Many Muslims in India use ‘786’ as a mark of good omen which is associated with Muslim identity in films and popular culture.
The attackers dragged the injured hairdresser to a nearby railway track and left him there.
At around 5 am, Akhlaq regained consciousness and asked a passer-by for help; he made a call to the family in his hometown. They then informed the police in Panipat. At 7 am, a policeman reached the spot and then, after nearly one hour, he was taken to a hospital in Panipat.
After first aid, the hospital referred him to B D Sharma Institute of Medical Sciences in Rohtak for better treatment where he remained admitted for three days. “His condition was serious,” Ikram says. The discharge card from Rohtak hospital reads, “Traumatic amputation below elbow.”
The family says the police are treating it as a case of a rail accident. “It is a case of hate crime,” says Ikram who gave the police the photos of the accused and showed the police the house where his brother was attacked. He says the people who cut his hand were the same who attacked him in the park. “They attacked with a plan.”
Ikram has visited Kishanpura multiple times since then. “The locals who are strangers to me helped me and gave me information about the incident.”
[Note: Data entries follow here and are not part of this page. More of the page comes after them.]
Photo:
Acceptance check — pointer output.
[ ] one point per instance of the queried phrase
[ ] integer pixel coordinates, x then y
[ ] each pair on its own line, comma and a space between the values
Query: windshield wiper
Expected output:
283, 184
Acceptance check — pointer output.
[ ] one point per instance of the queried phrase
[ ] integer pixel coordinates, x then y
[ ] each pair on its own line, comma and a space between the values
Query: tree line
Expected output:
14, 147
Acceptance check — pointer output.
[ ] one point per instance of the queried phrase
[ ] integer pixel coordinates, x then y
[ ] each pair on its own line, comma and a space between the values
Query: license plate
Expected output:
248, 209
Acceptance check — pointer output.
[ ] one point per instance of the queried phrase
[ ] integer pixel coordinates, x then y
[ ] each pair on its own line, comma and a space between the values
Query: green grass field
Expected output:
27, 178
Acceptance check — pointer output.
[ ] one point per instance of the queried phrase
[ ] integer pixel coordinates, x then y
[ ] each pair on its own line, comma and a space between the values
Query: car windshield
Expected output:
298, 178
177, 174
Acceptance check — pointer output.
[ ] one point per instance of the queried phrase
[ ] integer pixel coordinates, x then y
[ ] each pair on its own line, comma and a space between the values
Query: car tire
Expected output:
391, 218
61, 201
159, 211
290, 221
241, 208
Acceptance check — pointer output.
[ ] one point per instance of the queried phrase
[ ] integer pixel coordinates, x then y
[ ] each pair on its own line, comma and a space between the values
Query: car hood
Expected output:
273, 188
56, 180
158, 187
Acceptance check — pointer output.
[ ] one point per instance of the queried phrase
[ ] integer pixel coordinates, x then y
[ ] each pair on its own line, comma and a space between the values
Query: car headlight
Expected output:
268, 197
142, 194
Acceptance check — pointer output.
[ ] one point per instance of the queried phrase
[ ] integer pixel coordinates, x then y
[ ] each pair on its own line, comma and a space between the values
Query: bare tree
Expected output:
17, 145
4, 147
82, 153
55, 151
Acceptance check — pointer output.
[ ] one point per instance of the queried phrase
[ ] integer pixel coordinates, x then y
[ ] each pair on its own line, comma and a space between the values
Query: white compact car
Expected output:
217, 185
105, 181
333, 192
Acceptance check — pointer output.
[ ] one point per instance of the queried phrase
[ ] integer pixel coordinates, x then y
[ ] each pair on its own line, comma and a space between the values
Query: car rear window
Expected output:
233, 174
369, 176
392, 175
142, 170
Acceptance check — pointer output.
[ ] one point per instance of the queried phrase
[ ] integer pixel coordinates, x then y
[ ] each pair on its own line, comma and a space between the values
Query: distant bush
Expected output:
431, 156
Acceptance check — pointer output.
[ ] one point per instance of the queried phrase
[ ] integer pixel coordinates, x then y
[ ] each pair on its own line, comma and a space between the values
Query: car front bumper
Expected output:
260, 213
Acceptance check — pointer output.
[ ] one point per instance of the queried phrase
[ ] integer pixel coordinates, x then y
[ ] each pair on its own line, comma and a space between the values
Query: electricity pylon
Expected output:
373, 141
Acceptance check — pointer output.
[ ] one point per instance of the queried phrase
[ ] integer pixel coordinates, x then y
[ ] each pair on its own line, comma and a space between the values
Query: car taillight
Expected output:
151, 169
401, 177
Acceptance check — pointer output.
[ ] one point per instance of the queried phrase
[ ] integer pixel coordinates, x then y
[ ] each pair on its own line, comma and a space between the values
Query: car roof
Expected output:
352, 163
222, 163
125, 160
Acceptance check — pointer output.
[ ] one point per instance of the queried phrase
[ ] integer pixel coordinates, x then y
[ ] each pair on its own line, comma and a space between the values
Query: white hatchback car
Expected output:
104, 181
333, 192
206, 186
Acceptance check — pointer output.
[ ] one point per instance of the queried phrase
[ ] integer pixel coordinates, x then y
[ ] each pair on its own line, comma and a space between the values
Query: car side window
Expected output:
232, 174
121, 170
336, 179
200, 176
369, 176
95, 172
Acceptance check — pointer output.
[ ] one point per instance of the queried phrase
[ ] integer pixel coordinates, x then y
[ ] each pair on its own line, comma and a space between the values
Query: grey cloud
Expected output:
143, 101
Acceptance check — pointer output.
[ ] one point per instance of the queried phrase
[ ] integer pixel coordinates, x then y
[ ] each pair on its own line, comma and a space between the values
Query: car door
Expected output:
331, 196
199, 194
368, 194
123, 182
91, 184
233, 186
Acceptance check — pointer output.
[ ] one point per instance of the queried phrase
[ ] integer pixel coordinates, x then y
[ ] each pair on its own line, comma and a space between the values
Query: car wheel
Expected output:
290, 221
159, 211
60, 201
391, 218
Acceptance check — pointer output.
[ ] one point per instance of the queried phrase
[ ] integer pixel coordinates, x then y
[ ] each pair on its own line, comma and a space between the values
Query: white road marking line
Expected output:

“Initially the police were telling us that this is a case of a rail accident and are trying to close the case,” Ikram says, adding, “Police tried to mislead us.”
He said the police behaviour was unruly. “The police men at Chandni Bagh misbehaved with me.”
But about two weeks later, the General Railway Police Station, Panipat filed the First Information Report under Zero FIR. A copy of FIR dated 07, September, 2020 invokes Sections 323, 326, 34 on the basis of Akhlaq’s complaint. But the family demands that the police should file the case for attempt to murder.
Akhlaq’s severed hand is missing. The police have told the family that they were unable to find it near the railway track. “The police are not even trying to find the missing arm.”
Ikram said the police are asking the family to go for a compromise. “Sub-inspector of the police station asked me to not raise hue and cry,” he said, “they (the accused) had come to the police station and they wanted to negotiate a compromise. It would be better for you to compromise.”
Ikram asserted: “We do not want any compromise. We want justice, only justice.”
He says he has spent all his money on his trips to Panipat to find the attackers. “He was attacked because he is a Muslim,” Ikram says, “They severed his hand because of the 786 mark.”